Economy & Politics

“First reassure customers,” said Dieng Adama, managing director of the New Bank of Mauritania (interview)

Dieng Adama.

An economist and connoisseur of the Mauritanian banking sector, Dieng Adama was co-opted by the Canadian group Westbridge Mortgage REIT, newly installed in Mauritania, after the acquisition of the New Bank of Mauritania (NBM). A new adventure for this expert with more than 30 years of career within the Central Bank of Mauritania. Dieng Adama’s major challenge is to rebuild the NBM around the priorities of the Canadian real estate finance specialist with a strong emphasis on recovery and financial inclusion. Interview.

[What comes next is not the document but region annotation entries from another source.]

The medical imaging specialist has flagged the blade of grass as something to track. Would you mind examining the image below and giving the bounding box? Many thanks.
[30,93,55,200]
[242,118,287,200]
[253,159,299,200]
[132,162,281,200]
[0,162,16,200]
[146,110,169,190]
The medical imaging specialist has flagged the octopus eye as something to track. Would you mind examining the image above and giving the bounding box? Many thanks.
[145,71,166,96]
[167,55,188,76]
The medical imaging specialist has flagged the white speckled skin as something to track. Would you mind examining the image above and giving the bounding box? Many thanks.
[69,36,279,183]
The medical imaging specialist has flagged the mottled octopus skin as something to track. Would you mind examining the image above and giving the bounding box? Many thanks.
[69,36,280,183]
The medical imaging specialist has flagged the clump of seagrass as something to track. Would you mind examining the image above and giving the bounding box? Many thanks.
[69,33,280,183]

The acquisition of the NBM by the Westbridge Mortgage REIT group is welcomed by most players in the Mauritanian private sector as a challenge especially after so many years of crisis and poor governance within this bank. How do you plan to meet the challenges and set the record straight?

Indeed, for all those who know the current situation of the bank and God knows that there are many, (between depositors, individuals, public enterprises, projects, public institutions, correspondents, various creditors and banks resetting the clock is a real challenge. But I like to take up challenges: to do so, our priorities are first to reassure our customers
by paying off private depositors and suppliers as quickly as possible and by settling litigation files. We must then find agreements with public institutions and correspondents to spread out the reimbursement of our bank’s commitments within a suitable period. Emphasis will be placed on the recovery and consolidation of the bank with the closure of unprofitable branches, the redeployment of staff and the reduction of charges …

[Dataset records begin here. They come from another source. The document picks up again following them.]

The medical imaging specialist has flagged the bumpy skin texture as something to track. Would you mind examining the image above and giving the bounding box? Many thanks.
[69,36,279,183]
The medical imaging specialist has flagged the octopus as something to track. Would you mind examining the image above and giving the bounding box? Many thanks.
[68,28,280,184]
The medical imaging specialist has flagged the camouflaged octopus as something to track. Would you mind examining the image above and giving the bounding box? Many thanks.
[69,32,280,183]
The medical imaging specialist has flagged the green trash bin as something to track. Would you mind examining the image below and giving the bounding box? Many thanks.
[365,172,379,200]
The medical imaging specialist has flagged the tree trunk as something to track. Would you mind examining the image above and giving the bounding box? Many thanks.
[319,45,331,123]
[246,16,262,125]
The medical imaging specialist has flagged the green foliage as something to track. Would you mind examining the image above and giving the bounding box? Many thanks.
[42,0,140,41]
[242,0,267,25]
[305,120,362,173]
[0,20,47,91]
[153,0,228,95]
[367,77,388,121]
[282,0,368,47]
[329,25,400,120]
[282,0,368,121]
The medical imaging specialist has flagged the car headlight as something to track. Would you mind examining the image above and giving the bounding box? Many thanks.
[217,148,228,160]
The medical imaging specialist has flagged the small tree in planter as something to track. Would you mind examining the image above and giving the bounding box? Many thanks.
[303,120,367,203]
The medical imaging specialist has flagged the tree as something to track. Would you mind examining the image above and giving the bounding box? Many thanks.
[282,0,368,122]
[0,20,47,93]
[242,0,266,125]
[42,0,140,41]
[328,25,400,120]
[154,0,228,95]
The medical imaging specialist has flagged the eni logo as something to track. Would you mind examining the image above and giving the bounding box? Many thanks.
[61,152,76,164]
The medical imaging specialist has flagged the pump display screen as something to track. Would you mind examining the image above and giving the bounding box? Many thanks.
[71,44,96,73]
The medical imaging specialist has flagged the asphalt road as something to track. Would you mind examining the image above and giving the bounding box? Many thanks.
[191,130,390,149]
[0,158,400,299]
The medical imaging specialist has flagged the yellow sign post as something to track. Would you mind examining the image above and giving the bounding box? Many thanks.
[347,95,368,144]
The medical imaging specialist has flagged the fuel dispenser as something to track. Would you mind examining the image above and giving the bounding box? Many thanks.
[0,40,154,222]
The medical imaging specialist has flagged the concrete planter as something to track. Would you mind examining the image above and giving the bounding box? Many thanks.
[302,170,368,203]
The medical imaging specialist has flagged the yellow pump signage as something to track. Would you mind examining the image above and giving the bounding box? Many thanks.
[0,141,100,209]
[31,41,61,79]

The WMR group is known for its experience in real estate finance. What could be the level of contribution of your bank in the financing of the private or public real estate programs of the country?

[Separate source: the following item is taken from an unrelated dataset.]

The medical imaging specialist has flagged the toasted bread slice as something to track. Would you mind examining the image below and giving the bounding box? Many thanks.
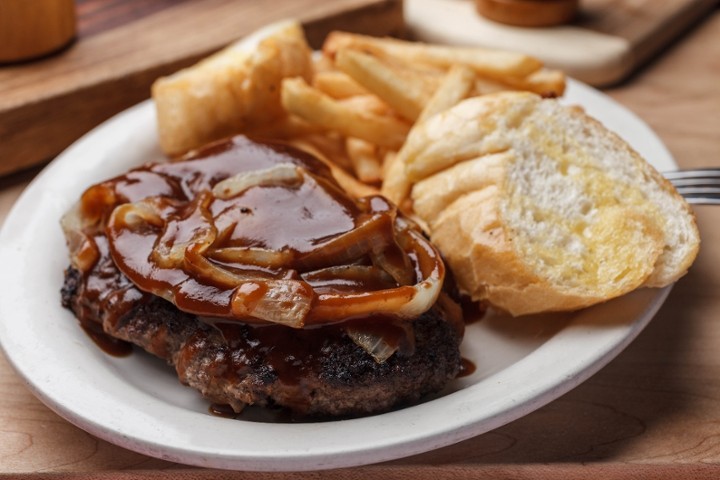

Banks under Mauritanian law, whether conventional or Islamic, with Mauritanian or foreign private capital, are all retail banks favoring very short-term loans; this orientation is explained among other things by the scarcity of long resources. The arrival of the WMR group with proven experience in the financing of real estate is a chance for Mauritanians and our ambition is to make mortgage loans accessible to citizens as well local as those of the diaspora. We intend to support the authorities in the implementation of their ambitious program for the construction and rehabilitation of religious, cultural and sports infrastructure.

The establishment of WMR in Mauritania could boost mixed investments between Canadian promoters and these Mauritanians. What plans does your structure have to support this momentum?

Westbridge Mortgage joins a growing list of Canadian firms in Mauritania, including Kinross gold and AL GOLD Resources; the group will not only help companies already established to increase or strengthen their investments in the country but also WMR will attract other North American investors in Mauritania.

Mauritania is known for a low rate of banking. What could your bank’s solution be to reduce this rate to a much more respectable level?

Indeed, the rate of banking in Mauritania is one of the lowest in the sub-region, around 14% against 22% in Morocco, 18.5% in Senegal and 16.6% in Ivory Coast ; however, it has been established that the rate of banking is a lever for economic and social development. Independently of the NBM takeover, the WMR group has submitted an application for authorization to a participating bank. Obtaining this approval will make this institution a platform for financing and technical assistance from other local microfinance institutions; the group will set up a financing line of nearly $ 15 million over 3 years for a few microfinance institutions. The group plans to organize crowdfunding days by the end of 2020 where major international institutions will take part to share their experiences in financing microfinance. These investments are likely to raise the rate of banking.

What will be the prospects for your structure during the next 5 years?

The Mauritanian market is largely buoyant and potential, the product is salable and we will make it accessible to customers. By March 2021, the bank will meet all standards required by the Central Bank, Basel III and Canadian regulations; at the end of the next 5, we will be a benchmark bank in the sub-region and, why not, the first bank in the sub-region.